With that in mind, I am sharing a few of my favorite passages.
On Personal Conduct:
"Repeated
or excessive tardiness, packing up before
the end of class, answering a cell phone, allowing a cell phone to ring,
leaving your cell phone on the desk or in view, sleeping, texting, reading and
surfing the internet during class are disrespectful and disruptive. I will order repeated or egregious violators
(recidivists) to leave the classroom. If
you cannot survive 80 minutes without viewing, fondling, or otherwise
manipulating your cellular mobile telephone then you should take another class
and reconsider whether you are ready for college. It isn’t a lover; it is a device, so let’s
have some perspective. Save those
caresses for someone that cares for you and whose affections aren’t purchased
on a monthly basis. The only exception I
have ever allowed regarding phone use in class was for a student whose spouse
was serving on a forward base in Afghanistan and therefore could not
call on a predictable schedule. I doubt
very much if your call or text message meets that threshold of need."
I enjoy comparing their cell phones to prostitutes.
Another from the same section:
"When
communicating with me via email you must include a descriptive
subject line and indicate the course number: e.g. “BUS 226, question concerning
the lab assignment of 12 February.” I
prefer the salutation “Dr.” (which I have earned from many years of effort),
not “hey,” (which is available to anyone with a pulse regardless of their
sentience). Emails must conform to the
patterns of General Written English, and avoid the mangled and idiotic syntax common
to text messages. Do not expect us to
decipher your digital shorthand, as I can be deliberately, persistently, and
un-apologetically obtuse when I desire to be so.

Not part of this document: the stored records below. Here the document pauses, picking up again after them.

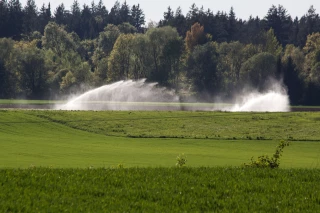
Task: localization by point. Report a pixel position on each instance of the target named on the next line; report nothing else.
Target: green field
(69, 139)
(159, 190)
(124, 161)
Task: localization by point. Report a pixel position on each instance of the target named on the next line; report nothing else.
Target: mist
(140, 95)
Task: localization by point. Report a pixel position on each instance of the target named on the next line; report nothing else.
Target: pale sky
(154, 9)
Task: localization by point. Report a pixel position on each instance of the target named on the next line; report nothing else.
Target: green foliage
(264, 161)
(258, 69)
(181, 160)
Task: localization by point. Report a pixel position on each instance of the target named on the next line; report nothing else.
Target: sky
(154, 9)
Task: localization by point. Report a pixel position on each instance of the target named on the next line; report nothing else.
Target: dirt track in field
(141, 107)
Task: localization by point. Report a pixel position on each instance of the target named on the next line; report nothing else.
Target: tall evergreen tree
(124, 12)
(75, 18)
(279, 20)
(4, 18)
(137, 17)
(44, 17)
(30, 18)
(15, 27)
(114, 15)
(60, 15)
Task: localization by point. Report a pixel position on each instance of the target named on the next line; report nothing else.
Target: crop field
(116, 161)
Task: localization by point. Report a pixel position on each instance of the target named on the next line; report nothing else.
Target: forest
(47, 53)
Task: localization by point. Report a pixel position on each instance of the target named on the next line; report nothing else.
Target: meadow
(118, 161)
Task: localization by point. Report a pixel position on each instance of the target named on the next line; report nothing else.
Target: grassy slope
(181, 124)
(159, 190)
(30, 138)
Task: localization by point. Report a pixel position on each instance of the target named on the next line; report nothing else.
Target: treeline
(202, 54)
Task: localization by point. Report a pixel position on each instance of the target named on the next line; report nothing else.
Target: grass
(159, 190)
(59, 161)
(201, 125)
(64, 139)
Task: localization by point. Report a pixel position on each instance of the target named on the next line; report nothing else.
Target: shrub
(264, 161)
(181, 160)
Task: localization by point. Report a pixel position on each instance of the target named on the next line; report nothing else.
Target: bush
(264, 161)
(181, 160)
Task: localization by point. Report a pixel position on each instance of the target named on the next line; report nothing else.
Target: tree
(137, 18)
(195, 36)
(75, 18)
(57, 39)
(168, 17)
(114, 15)
(60, 15)
(270, 44)
(30, 18)
(101, 16)
(293, 61)
(308, 24)
(279, 20)
(258, 69)
(124, 13)
(120, 61)
(4, 18)
(8, 78)
(44, 17)
(107, 38)
(232, 25)
(202, 69)
(15, 28)
(127, 28)
(159, 38)
(32, 70)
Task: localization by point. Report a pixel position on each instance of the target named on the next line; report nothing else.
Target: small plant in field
(181, 160)
(264, 161)
(120, 166)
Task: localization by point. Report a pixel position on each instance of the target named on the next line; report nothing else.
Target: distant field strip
(159, 190)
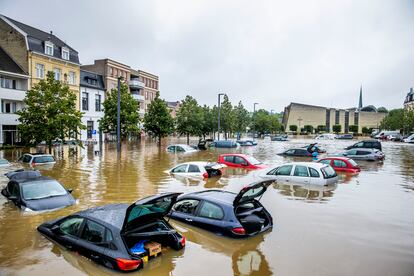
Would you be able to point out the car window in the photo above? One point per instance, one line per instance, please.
(71, 226)
(93, 232)
(314, 173)
(325, 161)
(229, 159)
(301, 171)
(180, 169)
(339, 163)
(210, 210)
(193, 168)
(187, 206)
(284, 170)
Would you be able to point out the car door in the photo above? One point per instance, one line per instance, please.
(185, 210)
(300, 175)
(93, 241)
(209, 216)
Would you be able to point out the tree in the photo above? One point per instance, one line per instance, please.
(241, 118)
(353, 128)
(157, 120)
(49, 113)
(129, 113)
(293, 128)
(337, 128)
(189, 118)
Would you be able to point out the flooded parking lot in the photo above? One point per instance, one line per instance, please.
(364, 225)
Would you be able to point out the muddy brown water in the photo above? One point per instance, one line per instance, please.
(364, 225)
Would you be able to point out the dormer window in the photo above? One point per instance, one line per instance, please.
(65, 53)
(49, 48)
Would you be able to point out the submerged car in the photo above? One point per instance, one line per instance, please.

Since most email programs indicate when you have made an error in
spelling there is no excuse for sending a message containing such travesties in
plain view. This is simply good
practice, it should become second nature, so that the day doesn’t arrive when
you realize too late that you used the word “pubic” in an email to a potential
employer when you meant to write “public.”
That should get a laugh.
I would have packed up early every day. And probably failed.